Results fromin vivostudies of the capacity of vitamin C to spare and/or recycle vitamin E are equivocal. While somein vitroand membrane models reveal an interaction between vitamins C and E, the characterization of this relationship in biologically relevant systems is lacking. Thus, we investigated this relationship using hepatocytes isolated from 3- to 6-month-old male Sprague–Dawley rats. Cells were incubated for 18–20 h in medium supplemented with 0.1–4 mM ascorbic acid.
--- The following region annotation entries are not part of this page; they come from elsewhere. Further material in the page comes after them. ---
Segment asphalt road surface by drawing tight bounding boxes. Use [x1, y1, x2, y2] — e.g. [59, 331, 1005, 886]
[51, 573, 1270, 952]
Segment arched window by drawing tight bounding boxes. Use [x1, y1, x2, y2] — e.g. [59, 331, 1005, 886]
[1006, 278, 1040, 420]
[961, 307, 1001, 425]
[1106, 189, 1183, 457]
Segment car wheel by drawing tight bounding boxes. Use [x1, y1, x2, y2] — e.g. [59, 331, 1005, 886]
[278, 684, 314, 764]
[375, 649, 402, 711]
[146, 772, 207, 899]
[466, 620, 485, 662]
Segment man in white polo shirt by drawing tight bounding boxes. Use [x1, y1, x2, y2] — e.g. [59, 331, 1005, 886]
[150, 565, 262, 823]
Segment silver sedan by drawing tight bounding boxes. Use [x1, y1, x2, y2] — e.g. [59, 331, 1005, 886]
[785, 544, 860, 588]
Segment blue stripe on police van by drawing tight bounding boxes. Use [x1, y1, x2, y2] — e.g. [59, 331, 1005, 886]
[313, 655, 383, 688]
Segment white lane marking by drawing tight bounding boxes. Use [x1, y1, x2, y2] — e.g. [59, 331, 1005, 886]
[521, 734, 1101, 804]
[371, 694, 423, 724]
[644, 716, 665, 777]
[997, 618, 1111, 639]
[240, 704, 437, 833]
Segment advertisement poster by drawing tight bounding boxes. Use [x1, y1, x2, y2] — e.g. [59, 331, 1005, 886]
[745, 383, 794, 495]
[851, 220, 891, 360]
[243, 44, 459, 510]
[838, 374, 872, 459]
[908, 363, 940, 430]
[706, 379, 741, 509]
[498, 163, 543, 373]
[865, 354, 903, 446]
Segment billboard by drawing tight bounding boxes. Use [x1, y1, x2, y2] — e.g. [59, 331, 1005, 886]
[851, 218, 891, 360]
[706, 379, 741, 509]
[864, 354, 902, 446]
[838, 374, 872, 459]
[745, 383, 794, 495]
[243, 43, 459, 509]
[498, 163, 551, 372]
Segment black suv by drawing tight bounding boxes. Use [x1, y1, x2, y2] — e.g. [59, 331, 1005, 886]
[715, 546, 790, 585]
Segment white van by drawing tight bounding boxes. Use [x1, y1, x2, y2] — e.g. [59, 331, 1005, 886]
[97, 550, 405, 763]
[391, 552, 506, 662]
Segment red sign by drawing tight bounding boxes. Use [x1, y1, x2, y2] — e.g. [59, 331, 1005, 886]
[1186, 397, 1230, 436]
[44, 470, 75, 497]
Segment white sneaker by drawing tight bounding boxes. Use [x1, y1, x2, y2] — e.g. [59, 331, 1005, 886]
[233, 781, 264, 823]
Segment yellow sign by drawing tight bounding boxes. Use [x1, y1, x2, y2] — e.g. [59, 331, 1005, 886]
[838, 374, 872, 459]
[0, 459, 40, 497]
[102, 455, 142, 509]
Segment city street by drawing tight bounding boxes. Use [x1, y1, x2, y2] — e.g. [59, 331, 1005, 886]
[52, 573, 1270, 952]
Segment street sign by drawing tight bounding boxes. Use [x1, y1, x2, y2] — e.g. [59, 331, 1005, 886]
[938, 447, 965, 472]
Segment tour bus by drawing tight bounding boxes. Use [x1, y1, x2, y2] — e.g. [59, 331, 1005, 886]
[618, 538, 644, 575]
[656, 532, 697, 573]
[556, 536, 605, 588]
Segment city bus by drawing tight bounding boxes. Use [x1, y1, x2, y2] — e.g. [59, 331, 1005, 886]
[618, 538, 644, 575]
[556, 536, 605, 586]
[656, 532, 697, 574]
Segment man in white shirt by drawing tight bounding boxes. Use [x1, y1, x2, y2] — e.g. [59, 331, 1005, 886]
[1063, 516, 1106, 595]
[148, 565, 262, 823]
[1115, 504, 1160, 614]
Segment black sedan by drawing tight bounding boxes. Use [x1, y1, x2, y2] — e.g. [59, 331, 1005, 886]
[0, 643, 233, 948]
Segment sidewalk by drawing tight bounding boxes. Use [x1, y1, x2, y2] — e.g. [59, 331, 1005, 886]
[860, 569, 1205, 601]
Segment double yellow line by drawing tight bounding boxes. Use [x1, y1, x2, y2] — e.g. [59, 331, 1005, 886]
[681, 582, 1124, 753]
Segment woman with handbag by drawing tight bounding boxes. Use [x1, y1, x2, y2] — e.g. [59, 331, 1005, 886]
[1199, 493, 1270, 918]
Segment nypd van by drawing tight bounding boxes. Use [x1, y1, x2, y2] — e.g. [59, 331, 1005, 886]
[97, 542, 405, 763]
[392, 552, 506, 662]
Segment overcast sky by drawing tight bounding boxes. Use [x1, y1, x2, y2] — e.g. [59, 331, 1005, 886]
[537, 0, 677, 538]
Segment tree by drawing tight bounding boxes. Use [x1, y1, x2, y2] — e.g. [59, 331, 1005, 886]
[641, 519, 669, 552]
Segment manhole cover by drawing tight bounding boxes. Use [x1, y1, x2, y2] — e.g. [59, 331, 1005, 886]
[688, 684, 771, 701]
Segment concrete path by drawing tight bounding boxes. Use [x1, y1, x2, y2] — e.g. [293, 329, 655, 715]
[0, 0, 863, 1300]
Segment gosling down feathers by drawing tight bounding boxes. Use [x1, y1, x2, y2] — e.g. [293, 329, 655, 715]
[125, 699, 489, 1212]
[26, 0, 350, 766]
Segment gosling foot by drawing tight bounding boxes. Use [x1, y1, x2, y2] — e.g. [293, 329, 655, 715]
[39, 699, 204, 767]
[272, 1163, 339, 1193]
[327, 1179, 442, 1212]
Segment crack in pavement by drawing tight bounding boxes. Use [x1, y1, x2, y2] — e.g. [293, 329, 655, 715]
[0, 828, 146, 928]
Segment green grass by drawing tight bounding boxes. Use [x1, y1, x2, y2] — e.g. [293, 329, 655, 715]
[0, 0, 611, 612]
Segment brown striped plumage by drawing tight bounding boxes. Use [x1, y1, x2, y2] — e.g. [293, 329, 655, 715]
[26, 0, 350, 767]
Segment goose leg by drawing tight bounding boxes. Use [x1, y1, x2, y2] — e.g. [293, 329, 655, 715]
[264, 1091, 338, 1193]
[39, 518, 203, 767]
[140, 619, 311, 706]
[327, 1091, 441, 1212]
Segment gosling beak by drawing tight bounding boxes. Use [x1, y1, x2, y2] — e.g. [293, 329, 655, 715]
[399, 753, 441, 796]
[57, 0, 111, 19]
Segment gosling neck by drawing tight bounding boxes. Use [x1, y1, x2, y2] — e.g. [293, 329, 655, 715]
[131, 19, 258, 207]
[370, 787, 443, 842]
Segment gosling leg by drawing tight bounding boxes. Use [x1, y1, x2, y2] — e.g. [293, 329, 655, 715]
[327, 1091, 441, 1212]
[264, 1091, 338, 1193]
The loss of α-tocopherol and the formation of its primary oxidized metabolite, α-tocopherolquinone, was determined by HPLC. Levels of α-tocopherol in hepatocytes incubated without ascorbic acid declined from 390 to 35 pmol/mg protein; hepatocyte ascorbic acid levels declined from 9 to 0.5 nmol/mg protein. α-Tocopherolquinone was undetectable in freshly isolated hepatocytes but following incubation in ascorbate-free medium reached 10 pmol/mg protein. The formation of α-tocopherolquinone was not detected in hepatocytes incubated with ascorbic acid. Dehydroascorbic acid (DHA) levels represented 10–20% of the total ascorbate content in freshly isolated hepatocytes but after 3 h incubation the proportion of DHA increased to 50%; after 18–20 h incubation DHA was undetectable. Hepatocytes incubated with 1.0, 2.0, 2.5, or 4.0 mM ascorbic acid lost significantly less α-tocopherol (62, 69, 67, and 56%, respectively) than unsupplemented controls (90%). Twelve percent of the α-tocopherol lost from hepatocytes during incubation was detected in the medium of cells incubated with ascorbic acid, but vitamin E was undetectable in the medium of cells incubated without ascorbic acid. These results demonstrate an interaction between vitamins C and E in cell culture and are not inconsistent with a potential recycling of oxidized α-tocopherol by ascorbic acid.